Big Data workloads

Big data workload can be grouped into two different types: Operational Workloads (also referred to as real-time, interactive workloads) and Analytical Workloads (also referred to as offline workload). Different type of workloads presents different challenges and need different classes of technology to support, although both types of the workloads tend to operate over many servers operating in a cluster, managing tens or hundreds of terabytes of data across billions of records.

Operational workloads

Operational workloads usually imply Online Transaction Processing (OLTP), where data is created, ingested, transformed, managed and/or analysed in real-time to support operational applications and their users. Latency for these applications must be very low and availability must be high.

Operational workloads typically touch specific parts of a data set in predictable ways, and normally include large number of short, discrete, atomic transactions. This type of workloads emphasis on high throughput (transactions per second), concurrency, and maintaining data integrity in multi-user environments.

Example operational workloads include:: serving content and product catalogues from a web site; real-time analytics of sensor data; personalising user experiences in e-Commerce applications

Analytical workloads

Analytical workloads usually imply applications that ingest, transform, manage and/or analyse data in a batch or interactive processing. This type of workloads involves retrospective, complex analysis that may touch most or all of the data, may use data from many parts of a data set and work in ad-hoc manner, and typically do not create new data.

Comparing to operational applications, analytical applications normally have fewer users submitting fewer requests, but those queries can be very complex and resource intensive. Response time of analytical application is frequently measured in tens to hundreds of seconds.

Example analytical workloads include:: Modelling; Forecasting; Decision Support; Forensics; ad hoc analysis

Operational vs. Analytical

Main features of operational and analytical workloads are listed comparatively in the table below:

	Operational	Analytical
Latency	1 ms - 100 ms	1 min - 100 min
Concurrency	1000 - 100,000	1 - 10
Access Pattern	Writes and Reads	Reads
Queries	Selective	Unselective
Data Scope	Operational	Retrospective
End User	Customer	Data Scientist
Technology	NoSQL	MapReduce, MPP Database

NoSQL Big Data System

NoSQL Big Data systems have emerged to address a broad set of operational Big Data workloads. NoSQL Big Data systems are designed to take advantage of new cloud computing architectures to allow massive computations to be run inexpensively and efficiently. This makes operational Big Data workloads much easier to manage, and cheaper and faster to implement.

NoSQL technologies, which were developed to address the shortcomings of relational databases in the modern computing environment, are faster and scale much more quickly and inexpensively than relational databases.
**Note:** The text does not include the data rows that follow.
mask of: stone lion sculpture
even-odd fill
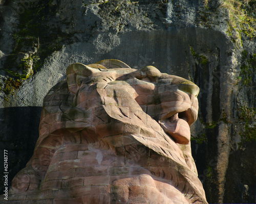
[[[45,97],[34,155],[9,200],[206,203],[189,142],[199,91],[151,66],[70,65]]]

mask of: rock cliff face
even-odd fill
[[[255,202],[256,4],[239,10],[239,1],[229,2],[0,1],[0,147],[10,154],[9,185],[32,156],[44,97],[66,67],[112,58],[200,88],[191,145],[207,201]]]

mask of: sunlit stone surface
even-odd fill
[[[199,92],[151,66],[70,65],[45,98],[34,155],[8,202],[207,203],[190,147]]]

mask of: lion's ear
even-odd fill
[[[67,81],[69,91],[75,94],[81,81],[93,73],[101,71],[81,63],[74,63],[67,68]]]

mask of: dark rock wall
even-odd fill
[[[256,202],[255,38],[236,36],[228,11],[205,2],[1,1],[0,147],[10,151],[9,186],[33,152],[43,98],[67,67],[112,58],[199,86],[191,145],[207,200]]]

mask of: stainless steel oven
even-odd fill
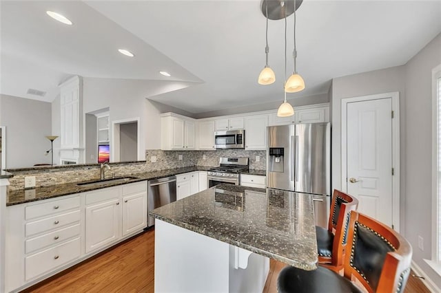
[[[245,130],[227,130],[214,133],[216,149],[245,149]]]

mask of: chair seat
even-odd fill
[[[363,292],[349,280],[321,267],[311,271],[285,267],[278,275],[277,287],[279,293]]]
[[[316,237],[318,256],[330,257],[332,255],[334,235],[327,229],[316,226]]]

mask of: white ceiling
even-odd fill
[[[170,80],[170,88],[183,89],[146,98],[195,113],[283,99],[283,20],[269,24],[269,65],[276,82],[257,83],[265,45],[260,1],[1,5],[1,94],[32,98],[25,91],[33,88],[48,91],[44,98],[50,101],[61,81],[79,74]],[[48,10],[74,25],[54,21],[45,14]],[[296,39],[298,71],[307,88],[288,98],[326,93],[332,78],[405,64],[441,32],[440,15],[441,1],[304,0],[297,11]],[[287,74],[292,21],[291,16]],[[135,57],[118,53],[123,47]]]

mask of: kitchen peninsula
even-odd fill
[[[262,292],[269,258],[316,268],[310,195],[220,184],[150,215],[156,292]]]

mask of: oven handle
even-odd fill
[[[236,182],[238,178],[227,178],[225,177],[213,177],[213,176],[207,176],[207,179],[209,180],[210,179],[216,180],[216,181],[225,181],[230,182]]]

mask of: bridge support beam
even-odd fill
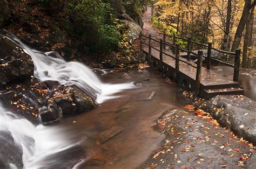
[[[200,94],[200,84],[201,83],[201,74],[202,72],[203,51],[198,51],[198,56],[196,86],[197,94],[199,95]]]
[[[234,65],[234,78],[233,80],[238,81],[240,70],[240,59],[241,55],[241,50],[236,50],[235,54],[235,60]]]
[[[211,55],[212,54],[212,43],[208,43],[208,49],[207,52],[207,58],[206,58],[206,66],[207,69],[210,70],[211,69]]]
[[[151,62],[152,48],[151,48],[151,35],[149,35],[149,63]]]
[[[175,45],[175,78],[177,79],[179,78],[179,44]]]

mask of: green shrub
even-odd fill
[[[73,0],[66,9],[65,22],[69,23],[66,27],[85,52],[107,53],[118,47],[119,33],[109,4],[101,0]]]

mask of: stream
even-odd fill
[[[35,78],[75,84],[99,104],[90,111],[37,126],[0,105],[0,159],[8,160],[4,162],[11,168],[138,167],[165,139],[156,129],[157,118],[170,109],[186,111],[184,107],[193,104],[175,83],[151,68],[134,70],[129,79],[116,71],[99,76],[80,63],[66,62],[57,52],[37,51],[14,36],[8,37],[32,57]],[[244,87],[248,83],[251,89],[255,78],[251,79]],[[255,93],[255,87],[252,89]],[[255,99],[248,90],[246,94]],[[193,112],[190,115],[197,118]],[[99,144],[100,134],[115,126],[123,129]],[[219,128],[213,133],[219,131],[226,132]]]

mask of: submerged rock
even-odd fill
[[[33,74],[31,57],[5,37],[0,35],[0,83],[8,83]]]
[[[10,111],[34,124],[55,121],[64,116],[84,112],[97,105],[95,100],[72,85],[56,81],[37,82],[34,78],[0,93]]]

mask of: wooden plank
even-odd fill
[[[240,58],[241,55],[241,50],[235,50],[235,61],[234,65],[234,78],[233,81],[238,81],[240,69]]]
[[[209,69],[211,68],[211,56],[212,54],[212,43],[209,43],[208,44],[208,48],[207,48],[207,58],[206,58],[206,66],[207,69]]]
[[[196,86],[197,87],[197,94],[199,95],[200,94],[200,85],[201,84],[201,74],[202,72],[203,51],[198,51],[198,55]]]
In addition to user interactions with data, most operational systems need to provide some degree of real-time intelligence about the active data in the system. Some NoSQL systems can provide insights into patterns and trends based on real-time data with minimal coding and without the need for data scientists and additional infrastructure.
Data scaling

With the exponential increases in the volume of data being produced and processed, many company’s databases are being overwhelmed with the deluge of data they are facing. Data scaling is necessary to accommodate performance issues arisen in the growth of data, either in traffic or volume.

There are three common performance bottlenecks which could be properly resolved with data scaling:

High CPU Usage
Slowing and erratic performance is a key indicator of high CPU usage, and can often be a harbinger of other issues.

Low Memory
Systems without enough memory to handle an application load can slow the application completely.

High Disk Usage
This is often caused by maxed out disks, and is a huge indicator of the need for a data scale.

Scaling up or Scaling out

In order to address the need for more processor capacity, memory and other resources, there are two commonly used types of data scaling: scaling up and scaling out.

Scaling up
Also known as vertical scaling. This type of scaling use more powerful processors, more memory, but does not significantly change architecture. For example, when a project’s demands start to reach the limits of an individual server, a scaling up approach would be to buy more capable server with more processing capacity and memory.
Scaling up approach may only provide a short-term fix, especially if continued growth is expected.

Scaling out
Also known as horizontal scaling. This scaling approach adds lots of lower-performance machines in a cluster for parallel computing. This approach provides a long-term solution, as more and more machines may be added when needed. It is an extremely effective solution, but going from one monolithic system to this type of cluster may be a difficult.

Scaling up architectures are rarely used in the big data processing field and scaling out architectures are the de facto standard. While, if your problem space involves data workloads with strong internal cross-references and a need for transactional integrity, big iron scaling up relational databases are still likely to be a great option.

Sharding

Sharding is a technique to distribute large amounts of data across a number of nodes in a cluster. It is a common way to implement horizontal scaling (i.e., scaling out).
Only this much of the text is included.